Flavius Popan

The Elixir Year: Month 2 Review

Month 2 Hero Image

This post is the 2nd entry in The Elixir Year Series.

I'm happy to report that this month turned out to be a lot more fun than the last! I've had a couple breakthroughs, and wrote two separate blog posts going into detail of each:

Sabbatical Time Management - How I've implemented a Learning Management System to keep me on track, while also allowing me to wander. Focus To-Do App

The $0.30 Coach - Using LLM Agents to generate custom tailored coding challenges for me based on Exercism.org exercises, complete with a test suite, quirky backstories, and more. All for pennies in minutes. A new coding challenge appears!

🏃 Reaching the End of Q1

Next month is going to be a sprint to finish a number of things as Q1 draws to a close. My goal was to spend the first 3 months learning the fundamentals of Elixir, and I think I can still meet that goal. Here's what I think is realistic for achieving by end of March:

It feels great to be able to understand most elixir code I come across, and spreading core language learning throughout the entire year makes more sense than trying to grok the entire language in 3 months.

Side Quests

🧰 tools.flaviuspopan.com

I'm a huge fan of Simon Willison as a blogger, technical writer, software engineer, and LLM analyst. I took a page from his book and created a new subdomain to host tools made in collaboration with Claude's Artifact mode. At the moment it's a placeholder as I haven't uploaded any of the tools yet, but it was fun to setup on Github Pages and Cloudflare. I've got a couple nifty HTML pages I made with Claude to teach me about recursion (will upload soon), and I'll likely make a lot more trinkets & toys now that I picked up a $20/mo subscription.

🤖 AI Engineering & Agents

Elixir isn't my only focus for this year; those that know me personally can attest that I'm obsessed with LLMs and AI developments. This month, I picked up a fantastic book called AI Engineering that covers the most evergreen parts of AI applications and patterns. Even though the field changes on a near-daily basis, the book covers the fundamentals without getting caught up on the flavor of the day. It also came out last month, so it's still very fresh.
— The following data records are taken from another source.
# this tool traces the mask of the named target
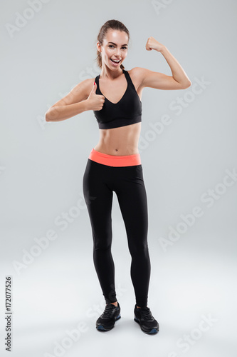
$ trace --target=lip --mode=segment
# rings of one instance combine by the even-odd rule
[[[110,60],[111,59],[110,59]],[[111,61],[111,63],[113,64],[113,66],[118,66],[121,63],[121,59],[120,59],[120,61],[117,62],[117,64],[116,64],[115,62],[113,62],[112,61]]]

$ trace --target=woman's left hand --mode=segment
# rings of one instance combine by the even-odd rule
[[[154,37],[149,37],[147,44],[146,44],[146,49],[147,51],[151,51],[152,49],[156,49],[157,51],[162,51],[164,49],[164,46],[158,42]]]

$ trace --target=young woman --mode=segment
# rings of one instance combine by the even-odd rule
[[[147,244],[147,201],[138,151],[142,121],[142,93],[145,87],[185,89],[191,83],[166,46],[149,37],[146,49],[163,54],[172,76],[135,67],[126,71],[130,33],[120,21],[110,20],[98,36],[97,61],[101,73],[75,86],[46,114],[47,121],[71,118],[93,110],[100,140],[91,150],[83,176],[85,201],[93,238],[93,261],[106,305],[96,321],[98,331],[111,330],[120,316],[116,298],[111,254],[111,209],[117,194],[132,257],[131,278],[136,304],[135,321],[146,333],[156,333],[159,323],[147,306],[151,264]]]

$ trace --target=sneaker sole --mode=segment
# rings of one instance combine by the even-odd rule
[[[115,321],[115,322],[119,320],[120,318],[121,318],[121,315],[120,313],[118,315],[118,316],[117,316]],[[112,328],[113,328],[115,327],[115,325],[111,327],[111,328],[105,328],[102,325],[98,325],[98,326],[96,326],[96,328],[100,331],[110,331],[110,330],[112,330]]]
[[[139,325],[140,326],[140,321],[138,320],[138,318],[137,318],[136,317],[134,318],[134,321],[137,322],[137,323],[139,323]],[[154,333],[157,333],[157,332],[159,331],[159,330],[157,330],[157,328],[152,328],[150,331],[146,331],[144,330],[143,330],[142,328],[142,326],[140,326],[140,328],[141,328],[141,330],[144,332],[145,333],[147,333],[148,335],[153,335]]]

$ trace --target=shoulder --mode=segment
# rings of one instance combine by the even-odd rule
[[[134,67],[132,69],[127,71],[132,81],[137,82],[137,86],[142,86],[144,79],[147,74],[149,70],[142,67]]]

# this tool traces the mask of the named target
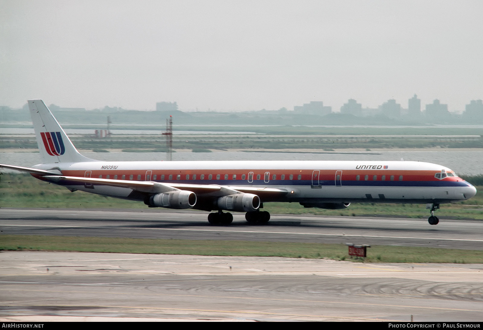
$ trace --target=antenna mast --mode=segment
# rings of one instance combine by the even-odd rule
[[[173,116],[166,119],[166,132],[163,133],[166,136],[166,148],[168,151],[166,153],[167,160],[173,160]]]

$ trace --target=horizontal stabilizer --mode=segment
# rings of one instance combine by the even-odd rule
[[[4,165],[0,164],[0,167],[3,168],[8,168],[20,172],[26,172],[31,174],[39,174],[40,175],[58,175],[59,173],[50,171],[44,171],[43,170],[37,169],[36,168],[30,168],[30,167],[23,167],[21,166],[14,166],[13,165]]]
I can hardly put it down.

I also signed up for HuggingFace's AI Agents Course, a multi-month class with thousands of students all learning how to use various agent libraries. It ends on May 1st, and I found it just in time to catch up and follow along for the next section's release. It'll cover the smolagents, LlamaIndex, and LangGraph libraries in depth, with hands on coding challenges, a ranked leaderboard for agent battles, and other goodies, with a completion certificate at the end. 100% free as well. I realize this will likely take some time away from learning Elixir, but I see it as a complimentary skillset that I plan to converge with Elixir at a later date.